Consider the following query that shows the in-use heap for each Persistent Query (PQ) at a specific timestamp:
stateLog = db.liveTable("DbInternal", "PersistentQueryStateLog").lastBy("SerialNumber")
withState = stateLog.where("Status in `Running`, `Initializing`, `AcquiringWorker`, `Connecting`, `Stopping`, `Executing`").view("SerialNumber", "Name", "VersionNumber", "Status")
withConfiguration = withState.naturalJoin(db.liveTable("DbInternal", "PersistentQueryConfigurationLogV2").lastBy("SerialNumber", "VersionNumber"), "SerialNumber,VersionNumber", "HeapSizeInGB")
state_log = db.live_table("DbInternal", "PersistentQueryStateLog").last_by(
"SerialNumber"
)
with_state = state_log.where(
"Status in `Running`, `Initializing`, `AcquiringWorker`, `Connecting`, `Stopping`, `Executing`"
).view(["SerialNumber", "Name", "VersionNumber", "Status"])
with_configuration = with_state.natural_join(
db.live_table("DbInternal", "PersistentQueryConfigurationLogV2").last_by(
["SerialNumber", "VersionNumber"]
),
"SerialNumber,VersionNumber",
"HeapSizeInGB",
)
This produces the following table in a Code Studio:
Notice that the HeapSizeInGB
column contains a null
value for a running query. We expect that every running query has a heap size. To debug this issue, we break the query into constituent operations to find the first operation that does not contain our expected data. Here is an equivalent query that splits out the PersistentQueryConfigurationLogV2
into a separately named variable called config_log
:
stateLog = db.liveTable("DbInternal", "PersistentQueryStateLog").lastBy("SerialNumber")

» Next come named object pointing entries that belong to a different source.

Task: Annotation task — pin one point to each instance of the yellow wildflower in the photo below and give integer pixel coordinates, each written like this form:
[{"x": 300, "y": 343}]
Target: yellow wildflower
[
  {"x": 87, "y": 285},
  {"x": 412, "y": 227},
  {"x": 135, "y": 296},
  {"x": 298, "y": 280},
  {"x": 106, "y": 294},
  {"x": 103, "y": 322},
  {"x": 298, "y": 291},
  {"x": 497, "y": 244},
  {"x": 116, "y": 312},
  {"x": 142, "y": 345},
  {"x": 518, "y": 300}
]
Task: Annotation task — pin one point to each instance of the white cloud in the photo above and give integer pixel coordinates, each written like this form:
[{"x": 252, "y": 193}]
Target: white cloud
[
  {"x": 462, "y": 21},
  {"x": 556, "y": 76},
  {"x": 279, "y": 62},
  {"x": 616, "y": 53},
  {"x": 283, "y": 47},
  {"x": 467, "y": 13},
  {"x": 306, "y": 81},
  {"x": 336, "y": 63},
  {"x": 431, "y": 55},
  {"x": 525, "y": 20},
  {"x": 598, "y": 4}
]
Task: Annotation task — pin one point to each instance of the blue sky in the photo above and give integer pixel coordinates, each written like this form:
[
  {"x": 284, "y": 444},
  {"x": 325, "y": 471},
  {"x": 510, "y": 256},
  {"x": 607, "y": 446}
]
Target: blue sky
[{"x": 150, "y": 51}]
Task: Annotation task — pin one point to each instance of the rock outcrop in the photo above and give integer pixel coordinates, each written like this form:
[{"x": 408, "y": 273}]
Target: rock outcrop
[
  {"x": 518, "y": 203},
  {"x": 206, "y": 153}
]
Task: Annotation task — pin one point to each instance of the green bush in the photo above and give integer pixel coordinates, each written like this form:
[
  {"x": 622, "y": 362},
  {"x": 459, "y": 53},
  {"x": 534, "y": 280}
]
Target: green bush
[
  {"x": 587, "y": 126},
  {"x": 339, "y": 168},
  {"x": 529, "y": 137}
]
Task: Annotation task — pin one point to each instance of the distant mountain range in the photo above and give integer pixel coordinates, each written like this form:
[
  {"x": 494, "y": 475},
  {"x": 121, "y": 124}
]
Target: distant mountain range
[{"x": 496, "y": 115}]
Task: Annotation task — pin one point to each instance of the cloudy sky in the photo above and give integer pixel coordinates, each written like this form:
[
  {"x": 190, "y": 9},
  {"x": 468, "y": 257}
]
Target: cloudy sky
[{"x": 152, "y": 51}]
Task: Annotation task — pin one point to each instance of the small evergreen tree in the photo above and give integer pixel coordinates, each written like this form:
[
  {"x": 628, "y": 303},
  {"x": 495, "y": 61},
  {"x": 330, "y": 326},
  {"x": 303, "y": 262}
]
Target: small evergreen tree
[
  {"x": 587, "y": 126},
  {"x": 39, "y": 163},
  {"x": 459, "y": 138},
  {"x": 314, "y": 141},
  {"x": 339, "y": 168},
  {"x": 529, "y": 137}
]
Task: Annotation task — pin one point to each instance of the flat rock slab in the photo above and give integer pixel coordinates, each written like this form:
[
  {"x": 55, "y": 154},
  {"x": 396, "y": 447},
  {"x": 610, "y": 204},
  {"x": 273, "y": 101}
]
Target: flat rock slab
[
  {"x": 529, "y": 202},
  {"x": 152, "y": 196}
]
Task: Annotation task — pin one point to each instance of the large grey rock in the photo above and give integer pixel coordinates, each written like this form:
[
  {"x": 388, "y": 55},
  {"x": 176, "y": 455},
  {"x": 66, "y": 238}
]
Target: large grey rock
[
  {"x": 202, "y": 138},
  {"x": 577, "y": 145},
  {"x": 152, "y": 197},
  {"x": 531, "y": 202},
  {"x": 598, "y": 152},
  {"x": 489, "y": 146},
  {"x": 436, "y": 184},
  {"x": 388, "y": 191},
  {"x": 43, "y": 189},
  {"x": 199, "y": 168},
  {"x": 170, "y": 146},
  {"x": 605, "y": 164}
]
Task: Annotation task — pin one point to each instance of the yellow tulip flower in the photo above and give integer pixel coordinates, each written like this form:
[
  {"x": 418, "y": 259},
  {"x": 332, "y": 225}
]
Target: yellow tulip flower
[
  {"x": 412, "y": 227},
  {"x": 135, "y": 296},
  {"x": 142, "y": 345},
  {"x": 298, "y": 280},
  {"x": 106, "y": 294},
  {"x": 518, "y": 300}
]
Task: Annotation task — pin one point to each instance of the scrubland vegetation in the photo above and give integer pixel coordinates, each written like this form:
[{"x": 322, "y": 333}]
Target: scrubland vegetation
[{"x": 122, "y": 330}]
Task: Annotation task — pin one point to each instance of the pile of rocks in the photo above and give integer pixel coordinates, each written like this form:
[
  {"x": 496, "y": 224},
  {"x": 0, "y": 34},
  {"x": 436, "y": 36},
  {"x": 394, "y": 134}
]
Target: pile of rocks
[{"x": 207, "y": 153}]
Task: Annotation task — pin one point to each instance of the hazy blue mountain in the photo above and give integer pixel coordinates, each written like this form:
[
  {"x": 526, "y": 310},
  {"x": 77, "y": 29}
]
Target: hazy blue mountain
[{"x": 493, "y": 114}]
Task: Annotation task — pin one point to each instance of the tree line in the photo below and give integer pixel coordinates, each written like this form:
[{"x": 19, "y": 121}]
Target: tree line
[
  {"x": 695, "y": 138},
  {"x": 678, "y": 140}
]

withState = stateLog.where("Status in `Running`, `Initializing`, `AcquiringWorker`, `Connecting`, `Stopping`, `Executing`").view("SerialNumber", "Name", "VersionNumber", "Status")
configLog = db.liveTable("DbInternal", "PersistentQueryConfigurationLogV2").lastBy("SerialNumber", "VersionNumber")
withConfiguration = withState.naturalJoin(configLog, "SerialNumber,VersionNumber", "HeapSizeInGB")
state_log = db.live_table("DbInternal", "PersistentQueryStateLog").last_by(
"SerialNumber"
)
with_state = state_log.where(
"Status in `Running`, `Initializing`, `AcquiringWorker`, `Connecting`, `Stopping`, `Executing`"
).view(["SerialNumber", "Name", "VersionNumber", "Status"])
config_log = db.live_table("DbInternal", "PersistentQueryConfigurationLogV2").last_by(
["SerialNumber", "VersionNumber"]
)
with_configuration = with_state.natural_join(
config_log, "SerialNumber,VersionNumber", "HeapSizeInGB"
)
From this table, we can see that "Sleep on Startup" is not present, so the error is that config_log
does not have the desired data. There is no filter for the table, but only data for today's date is present. The easiest way to see that there is only one value is to hover over the Date column header in the UI to display the statistics, which confirms there is only one unique value:
The live_table
method we used for retrieving the DbInternal.PersistentQueryConfigurationLogV2
table only contains data served by the Data Import Server, not data that has been merged to historical storage. If we combine the historical configuration data with live data, then we achieve the desired result:
stateLog = db.liveTable("DbInternal", "PersistentQueryStateLog").lastBy("SerialNumber")
withState = stateLog.where("Status in `Running`, `Initializing`, `AcquiringWorker`, `Connecting`, `Stopping`, `Executing`").view("SerialNumber", "Name", "VersionNumber", "Status")
configLog =merge(db.historicalTable("DbInternal", "PersistentQueryConfigurationLogV2"), db.liveTable("DbInternal", "PersistentQueryConfigurationLogV2")).lastBy("SerialNumber", "VersionNumber")
withConfiguration = withState.naturalJoin(configLog, "SerialNumber,VersionNumber", "HeapSizeInGB")
from deephaven import merge
state_log = db.live_table("DbInternal", "PersistentQueryStateLog").last_by(
"SerialNumber"
)
with_state = state_log.where(
"Status in `Running`, `Initializing`, `AcquiringWorker`, `Connecting`, `Stopping`, `Executing`"
).view(["SerialNumber", "Name", "VersionNumber", "Status"])
config_log = merge(
[
db.historical_table("DbInternal", "PersistentQueryConfigurationLogV2"),
db.live_table("DbInternal", "PersistentQueryConfigurationLogV2"),
]
).last_by(["SerialNumber", "VersionNumber"])
with_configuration = with_state.natural_join(
config_log, "SerialNumber,VersionNumber", "HeapSizeInGB"
)
Rerunning the query with the historical data included results in a value for our heap size.